Да. Очень точное выражение: одним словом.

Айнельди.

С опозданием я понял, что, кажется, нарёк аватару истинным именем... или, по меньшей мере, чем-то, что очень сильно походило на таковое.

Возвращайся, Айнельди! — повторил я ласково и твёрдо.

Не заскрежетали, проворачиваясь, мировые шестерни. Не грянул гром и не ударила молния. Не раскатилось по просторам астрала гулкое ментальное эхо. Не разверзлась земля.

Но неподвижное тело, голова которого покоилась на моих коленях, судорожно вздохнуло и вспыхнуло божественным присутствием в сотню раз ярче, чем когда-либо ранее.

— Омиш? — спросил я с запинкой.

Я что, ухитрился превратить Луну в Полное Воплощение? Не-ет, быть того не может. Я звал не Омиш, да и суть смертной женщины я чувствовал в очнувшейся даже яснее, как прежде. Не произошло поглощения смертного божественным, а значит, о превращении из старшей аватары в полную аватару речи быть не может.

Но тогда ЧТО произошло?!

— Сам не понимаешь, что сделал, — мягко констатировала женщина. И я понял, что впервые не могу точно определить, кто это сказал: Луна или Омиш. — Даже совершаемое по неведению ты обращаешь в чудо, Рин Дегларрэ.

— Как ты назвала меня?

Аватара быстрым текучим движением, живо напомнившем о божественной манере менять реальность, оказалась сидящей напротив, лицом ко мне. Увиденное заставило меня машинально проверить одно наблюдение, пустив в ход диагностические чары. И чарам было позволено пройтись по телу женщины, хотя я очень ясно ощущал: именно позволено. Пожелай аватара их блокировать или вообще развеять — это не составило бы для неё особого труда. Потому что в её душе сейчас бурлило на порядок или даже два больше Силы, чем мог наскрести внутри себя я сам.

Все данные, собранные моими чарами, подтвердили картину. Никаких физических следов от пребывания в империи Барранд на плотной оболочке Луны больше не осталось. Мгновенное, поистине божественное исцеление до идеально здорового состояния. А я, глядя в нереально синие глаза, лишний раз убедился: некогда Омиш сделала своим воплощением очень красивую женщину.

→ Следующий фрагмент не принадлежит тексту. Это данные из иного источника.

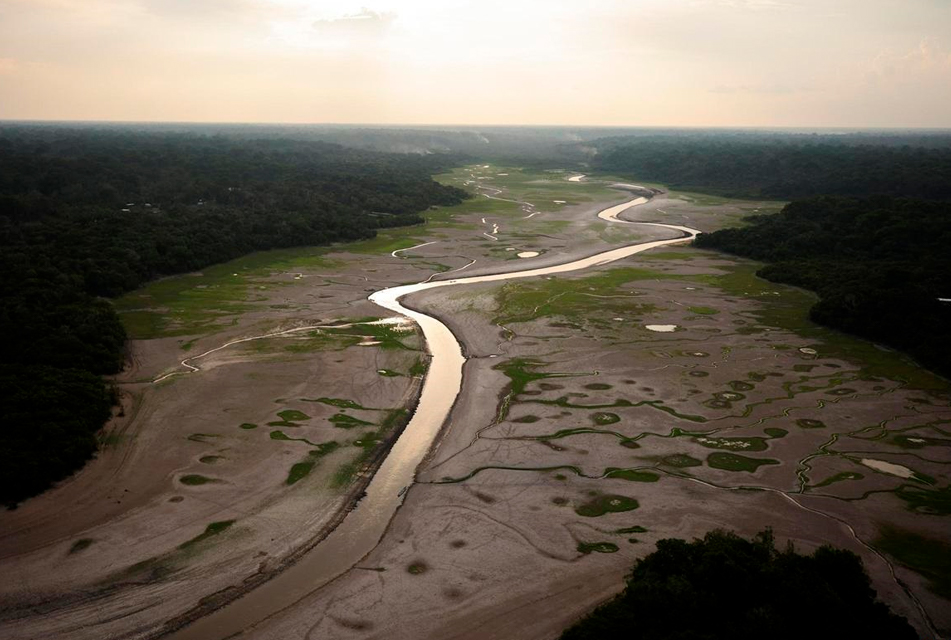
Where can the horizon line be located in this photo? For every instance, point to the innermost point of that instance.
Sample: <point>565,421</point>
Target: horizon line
<point>57,121</point>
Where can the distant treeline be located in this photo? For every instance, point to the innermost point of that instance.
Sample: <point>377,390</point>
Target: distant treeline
<point>879,265</point>
<point>87,214</point>
<point>786,166</point>
<point>726,588</point>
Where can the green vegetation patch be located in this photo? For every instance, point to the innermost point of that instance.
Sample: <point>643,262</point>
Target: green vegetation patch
<point>597,547</point>
<point>574,299</point>
<point>529,419</point>
<point>603,418</point>
<point>344,421</point>
<point>389,336</point>
<point>635,529</point>
<point>609,503</point>
<point>340,403</point>
<point>930,501</point>
<point>79,545</point>
<point>736,462</point>
<point>293,415</point>
<point>839,477</point>
<point>299,471</point>
<point>419,368</point>
<point>194,480</point>
<point>633,475</point>
<point>732,444</point>
<point>703,311</point>
<point>680,461</point>
<point>211,530</point>
<point>202,437</point>
<point>929,557</point>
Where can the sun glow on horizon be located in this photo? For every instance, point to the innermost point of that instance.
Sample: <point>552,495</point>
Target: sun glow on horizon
<point>678,62</point>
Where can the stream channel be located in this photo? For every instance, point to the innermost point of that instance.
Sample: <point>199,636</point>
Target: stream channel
<point>363,527</point>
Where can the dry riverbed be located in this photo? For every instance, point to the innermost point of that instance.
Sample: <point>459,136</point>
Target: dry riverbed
<point>580,438</point>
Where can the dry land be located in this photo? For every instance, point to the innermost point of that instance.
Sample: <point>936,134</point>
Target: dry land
<point>264,391</point>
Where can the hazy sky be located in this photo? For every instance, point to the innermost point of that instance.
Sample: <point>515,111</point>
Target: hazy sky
<point>600,62</point>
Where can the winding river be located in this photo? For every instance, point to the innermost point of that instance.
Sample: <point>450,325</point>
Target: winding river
<point>363,527</point>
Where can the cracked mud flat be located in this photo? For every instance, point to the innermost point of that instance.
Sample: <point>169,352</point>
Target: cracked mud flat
<point>487,542</point>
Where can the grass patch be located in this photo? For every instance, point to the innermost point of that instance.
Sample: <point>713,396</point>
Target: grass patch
<point>573,299</point>
<point>344,421</point>
<point>597,547</point>
<point>632,475</point>
<point>603,504</point>
<point>202,437</point>
<point>194,480</point>
<point>839,477</point>
<point>292,415</point>
<point>732,444</point>
<point>703,311</point>
<point>79,545</point>
<point>680,461</point>
<point>736,462</point>
<point>928,557</point>
<point>930,501</point>
<point>299,471</point>
<point>419,368</point>
<point>603,418</point>
<point>210,531</point>
<point>389,336</point>
<point>340,403</point>
<point>634,529</point>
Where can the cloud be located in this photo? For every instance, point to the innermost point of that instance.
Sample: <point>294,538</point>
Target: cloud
<point>365,19</point>
<point>8,66</point>
<point>927,58</point>
<point>768,89</point>
<point>746,5</point>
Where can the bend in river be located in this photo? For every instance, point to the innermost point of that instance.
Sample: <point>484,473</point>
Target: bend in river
<point>363,528</point>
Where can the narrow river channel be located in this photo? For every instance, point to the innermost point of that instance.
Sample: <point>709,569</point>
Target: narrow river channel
<point>363,527</point>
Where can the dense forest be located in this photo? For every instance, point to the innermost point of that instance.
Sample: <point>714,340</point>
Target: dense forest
<point>87,214</point>
<point>880,266</point>
<point>725,587</point>
<point>786,166</point>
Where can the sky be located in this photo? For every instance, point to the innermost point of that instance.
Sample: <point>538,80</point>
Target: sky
<point>768,63</point>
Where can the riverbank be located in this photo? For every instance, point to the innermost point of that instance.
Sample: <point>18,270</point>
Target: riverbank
<point>487,542</point>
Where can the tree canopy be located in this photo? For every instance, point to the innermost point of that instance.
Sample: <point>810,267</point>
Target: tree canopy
<point>785,166</point>
<point>880,266</point>
<point>724,587</point>
<point>87,214</point>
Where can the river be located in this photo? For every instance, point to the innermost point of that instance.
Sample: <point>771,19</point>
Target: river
<point>363,527</point>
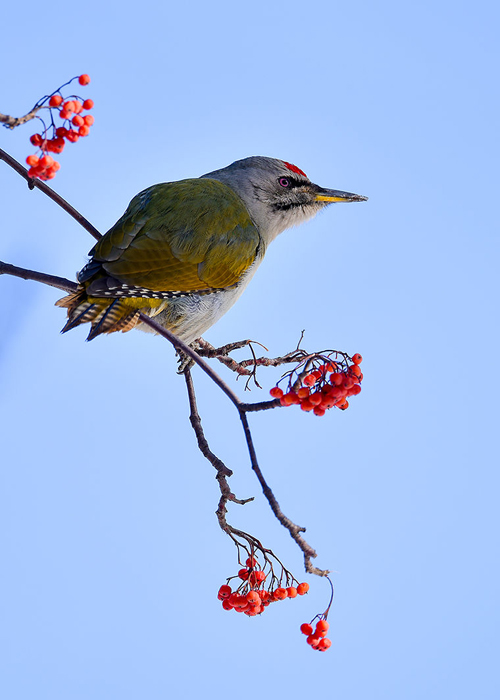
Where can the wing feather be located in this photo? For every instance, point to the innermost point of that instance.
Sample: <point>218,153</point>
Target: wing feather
<point>153,246</point>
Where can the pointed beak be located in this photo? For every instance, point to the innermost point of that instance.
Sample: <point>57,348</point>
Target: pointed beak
<point>323,195</point>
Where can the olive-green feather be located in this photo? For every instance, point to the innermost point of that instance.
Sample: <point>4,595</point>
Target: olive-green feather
<point>153,246</point>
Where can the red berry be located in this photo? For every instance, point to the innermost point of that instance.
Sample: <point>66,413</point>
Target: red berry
<point>55,101</point>
<point>324,644</point>
<point>313,640</point>
<point>280,593</point>
<point>322,628</point>
<point>46,161</point>
<point>253,598</point>
<point>225,591</point>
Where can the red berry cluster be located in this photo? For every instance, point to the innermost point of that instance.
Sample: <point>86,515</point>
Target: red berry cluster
<point>75,124</point>
<point>329,384</point>
<point>317,639</point>
<point>251,596</point>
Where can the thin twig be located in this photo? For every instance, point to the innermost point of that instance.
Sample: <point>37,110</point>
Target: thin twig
<point>292,528</point>
<point>60,201</point>
<point>51,280</point>
<point>243,408</point>
<point>12,122</point>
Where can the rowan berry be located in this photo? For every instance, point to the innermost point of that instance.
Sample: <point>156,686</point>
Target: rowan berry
<point>322,628</point>
<point>324,644</point>
<point>313,640</point>
<point>253,598</point>
<point>256,577</point>
<point>224,591</point>
<point>309,380</point>
<point>233,599</point>
<point>46,161</point>
<point>275,392</point>
<point>316,398</point>
<point>337,378</point>
<point>280,593</point>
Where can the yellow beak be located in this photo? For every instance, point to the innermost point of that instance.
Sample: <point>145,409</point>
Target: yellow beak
<point>338,196</point>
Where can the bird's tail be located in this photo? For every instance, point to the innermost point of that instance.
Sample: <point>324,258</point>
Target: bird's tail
<point>104,315</point>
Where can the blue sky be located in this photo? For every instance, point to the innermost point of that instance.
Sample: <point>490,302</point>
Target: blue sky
<point>112,556</point>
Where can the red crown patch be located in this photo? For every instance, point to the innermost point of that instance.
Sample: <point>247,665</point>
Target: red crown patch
<point>294,169</point>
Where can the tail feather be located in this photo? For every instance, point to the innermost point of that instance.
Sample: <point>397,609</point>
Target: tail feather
<point>105,315</point>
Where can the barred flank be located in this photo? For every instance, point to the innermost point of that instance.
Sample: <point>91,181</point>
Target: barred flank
<point>105,315</point>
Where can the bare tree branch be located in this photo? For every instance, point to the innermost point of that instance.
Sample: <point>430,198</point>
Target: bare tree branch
<point>60,201</point>
<point>222,471</point>
<point>12,122</point>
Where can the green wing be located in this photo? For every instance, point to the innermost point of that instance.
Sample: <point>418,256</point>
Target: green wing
<point>189,235</point>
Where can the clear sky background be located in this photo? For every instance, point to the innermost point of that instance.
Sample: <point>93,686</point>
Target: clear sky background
<point>111,552</point>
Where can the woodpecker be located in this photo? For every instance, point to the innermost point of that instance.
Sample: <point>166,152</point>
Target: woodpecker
<point>183,252</point>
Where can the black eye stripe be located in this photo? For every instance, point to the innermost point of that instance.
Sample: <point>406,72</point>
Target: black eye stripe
<point>290,182</point>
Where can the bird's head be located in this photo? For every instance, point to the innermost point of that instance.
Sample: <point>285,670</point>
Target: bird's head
<point>277,194</point>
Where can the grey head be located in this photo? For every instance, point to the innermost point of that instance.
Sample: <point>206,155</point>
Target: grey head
<point>277,194</point>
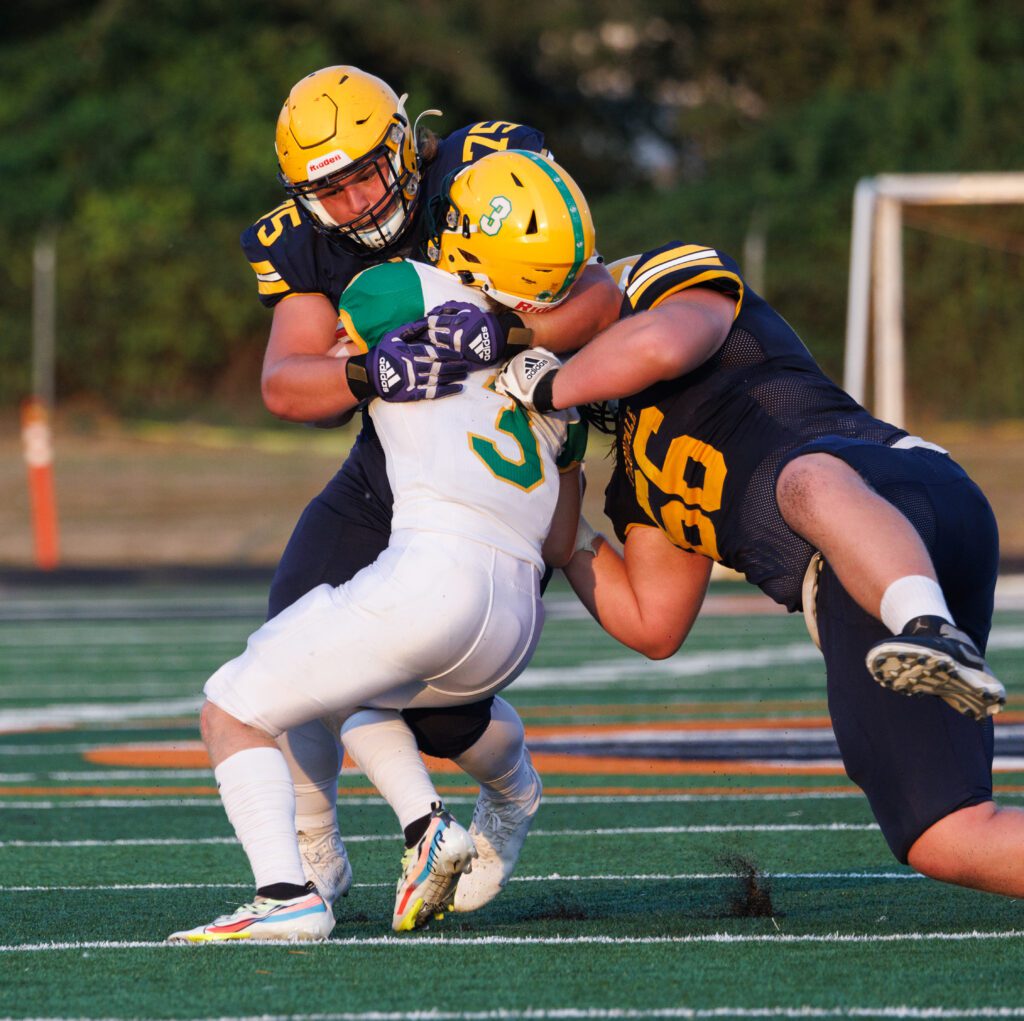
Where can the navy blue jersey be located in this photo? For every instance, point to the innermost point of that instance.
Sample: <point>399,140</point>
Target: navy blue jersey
<point>698,456</point>
<point>290,256</point>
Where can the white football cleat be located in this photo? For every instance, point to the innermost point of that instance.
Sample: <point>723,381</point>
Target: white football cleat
<point>297,920</point>
<point>499,831</point>
<point>431,871</point>
<point>932,656</point>
<point>325,862</point>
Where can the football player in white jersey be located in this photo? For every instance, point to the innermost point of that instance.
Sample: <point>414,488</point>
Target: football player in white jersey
<point>451,611</point>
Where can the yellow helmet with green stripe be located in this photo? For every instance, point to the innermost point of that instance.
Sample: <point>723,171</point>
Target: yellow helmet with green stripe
<point>516,225</point>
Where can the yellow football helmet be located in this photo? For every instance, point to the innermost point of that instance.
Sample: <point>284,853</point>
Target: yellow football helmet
<point>338,125</point>
<point>517,226</point>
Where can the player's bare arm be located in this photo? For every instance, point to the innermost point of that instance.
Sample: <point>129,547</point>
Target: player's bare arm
<point>592,306</point>
<point>647,598</point>
<point>302,381</point>
<point>662,343</point>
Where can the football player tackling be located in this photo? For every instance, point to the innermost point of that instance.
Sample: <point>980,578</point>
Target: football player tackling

Сообразив, что загляделся, и слегка нахмурясь, я повторил:

— Что означает это слово — "дегларрэ"?

— Тебе незачем знать это сейчас, — ответила аватара с мягкой улыбкой. — Зато я могу сказать, что ты сделал с Омиш. Ты ведь хочешь знать это?

— Да.

— Ответ можно уместить в одно слово: освободил. Я больше не пленница Шимо — и даже не страдаю от нанесённых им... язв.

— Вот как. Но ведь это не вся правда?

— Конечно, не вся. Вот только сейчас у нас будут заботы поважнее, чем учёт формы листьев на дереве событий. Особенно у тебя...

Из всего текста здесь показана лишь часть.